El proyecto comenzó a tomar forma de manera más consciente en uno de mis recorridos diarios de casa al taller. Cada mañana, las aceras grises y artificiales aparecían tapizadas por una alfombra de flores rosadas, caídas de los majestuosos árboles de corteza de encaje que acompañaban mi camino. Estas flores, increíblemente preciosas y coloridas, destacaban con su vibrante color rosado sobre el suelo monótono, creando un contraste que no podía pasar desapercibido.
Me llamo la atención la indiferencia de los transeúntes ante este despliegue de belleza. Las flores, esparcidas por el suelo, eran pisoteadas sin contemplación, tratadas con más asco que admiración. Este pensamiento sobre el desperdicio de tanta belleza natural, abandonada y aplastada, comenzó a germinar en mi mente.

Sin una idea clara de lo que podría hacer con todo ese material que la naturaleza me ofrecía, comencé un ritual diario que se convirtió en la semilla de este proyecto. Al igual que un agricultor que recolecta sus verduras con esmero cada mañana, yo empecé a recolectar esas flores. Cada día, antes de llegar al taller, me detenía a recogerlas, cuidando de que ninguna se perdiera en medio de la rutina diaria. Este acto, en su sencillez, era una forma de resistencia contra la indiferencia, una manera de preservar y honrar esa efímera belleza que el entorno natural me regalaba.

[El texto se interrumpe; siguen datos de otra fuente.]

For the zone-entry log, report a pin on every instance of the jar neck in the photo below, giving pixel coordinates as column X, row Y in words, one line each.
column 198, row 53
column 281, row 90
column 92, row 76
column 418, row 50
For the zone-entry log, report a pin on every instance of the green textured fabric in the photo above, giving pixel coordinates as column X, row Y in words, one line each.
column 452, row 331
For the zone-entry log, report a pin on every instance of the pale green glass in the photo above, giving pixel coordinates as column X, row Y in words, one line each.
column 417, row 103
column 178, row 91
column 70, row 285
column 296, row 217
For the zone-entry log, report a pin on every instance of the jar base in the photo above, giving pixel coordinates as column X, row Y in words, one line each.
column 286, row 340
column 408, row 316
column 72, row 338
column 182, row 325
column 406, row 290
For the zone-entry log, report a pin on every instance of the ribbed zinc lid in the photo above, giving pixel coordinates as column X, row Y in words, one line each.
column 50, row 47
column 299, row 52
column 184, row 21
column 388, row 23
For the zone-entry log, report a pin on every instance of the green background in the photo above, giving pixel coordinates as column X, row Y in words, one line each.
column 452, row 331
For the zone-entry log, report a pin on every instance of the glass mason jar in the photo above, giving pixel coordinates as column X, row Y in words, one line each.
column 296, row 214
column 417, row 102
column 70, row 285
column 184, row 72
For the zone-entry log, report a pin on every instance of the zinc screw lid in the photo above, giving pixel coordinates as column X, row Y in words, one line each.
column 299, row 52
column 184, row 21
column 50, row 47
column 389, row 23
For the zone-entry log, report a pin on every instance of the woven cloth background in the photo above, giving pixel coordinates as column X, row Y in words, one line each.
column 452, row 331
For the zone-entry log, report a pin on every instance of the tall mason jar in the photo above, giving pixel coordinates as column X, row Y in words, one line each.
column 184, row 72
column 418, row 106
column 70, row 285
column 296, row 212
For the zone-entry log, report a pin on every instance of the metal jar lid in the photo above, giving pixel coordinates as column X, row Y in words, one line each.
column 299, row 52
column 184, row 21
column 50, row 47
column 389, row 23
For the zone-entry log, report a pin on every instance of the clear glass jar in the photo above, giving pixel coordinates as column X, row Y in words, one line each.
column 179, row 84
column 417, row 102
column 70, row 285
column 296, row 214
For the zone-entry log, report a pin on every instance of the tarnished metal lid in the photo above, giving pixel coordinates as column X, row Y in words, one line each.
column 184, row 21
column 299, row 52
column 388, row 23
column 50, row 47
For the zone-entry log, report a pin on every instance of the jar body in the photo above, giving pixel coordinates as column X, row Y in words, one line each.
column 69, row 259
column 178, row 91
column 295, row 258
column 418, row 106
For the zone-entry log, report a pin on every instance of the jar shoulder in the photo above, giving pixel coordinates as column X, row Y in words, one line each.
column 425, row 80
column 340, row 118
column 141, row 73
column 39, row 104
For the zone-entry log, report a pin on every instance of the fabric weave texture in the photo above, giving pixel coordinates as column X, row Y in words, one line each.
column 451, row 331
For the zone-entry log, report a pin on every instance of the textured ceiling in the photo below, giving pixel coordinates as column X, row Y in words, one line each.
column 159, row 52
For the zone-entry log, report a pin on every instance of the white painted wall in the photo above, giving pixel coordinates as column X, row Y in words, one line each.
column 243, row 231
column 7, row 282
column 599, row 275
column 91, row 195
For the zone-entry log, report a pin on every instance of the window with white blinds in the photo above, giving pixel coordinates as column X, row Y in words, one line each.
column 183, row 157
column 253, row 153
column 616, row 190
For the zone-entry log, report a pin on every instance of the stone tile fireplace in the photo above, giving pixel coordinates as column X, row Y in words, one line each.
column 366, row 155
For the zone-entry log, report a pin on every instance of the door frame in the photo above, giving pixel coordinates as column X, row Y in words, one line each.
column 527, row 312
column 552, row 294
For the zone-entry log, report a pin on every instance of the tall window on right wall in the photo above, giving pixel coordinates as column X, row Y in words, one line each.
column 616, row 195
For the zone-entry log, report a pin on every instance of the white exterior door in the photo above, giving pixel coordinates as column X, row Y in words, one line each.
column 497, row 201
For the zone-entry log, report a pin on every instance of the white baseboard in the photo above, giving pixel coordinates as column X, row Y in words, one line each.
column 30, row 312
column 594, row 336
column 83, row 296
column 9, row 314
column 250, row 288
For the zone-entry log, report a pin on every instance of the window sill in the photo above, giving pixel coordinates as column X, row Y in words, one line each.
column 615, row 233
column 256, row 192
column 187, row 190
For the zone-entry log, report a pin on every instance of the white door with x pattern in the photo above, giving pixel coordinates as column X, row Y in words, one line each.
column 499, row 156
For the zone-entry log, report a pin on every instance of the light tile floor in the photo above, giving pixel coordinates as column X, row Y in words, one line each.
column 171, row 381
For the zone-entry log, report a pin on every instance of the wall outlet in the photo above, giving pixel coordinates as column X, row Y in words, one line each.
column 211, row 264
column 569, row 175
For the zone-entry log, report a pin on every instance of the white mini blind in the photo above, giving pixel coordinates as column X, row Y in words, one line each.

Fue en este momento cuando comprendí que el proyecto no se trataba solo de crear algo nuevo, sino de rescatar y transformar lo que ya existía. Las flores recolectadas se convirtieron en el punto de partida para mis exploraciones artísticas, un símbolo de la relación entre lo natural y lo artificial, y de cómo la belleza puede ser fácilmente ignorada o subestimada en la vida cotidiana.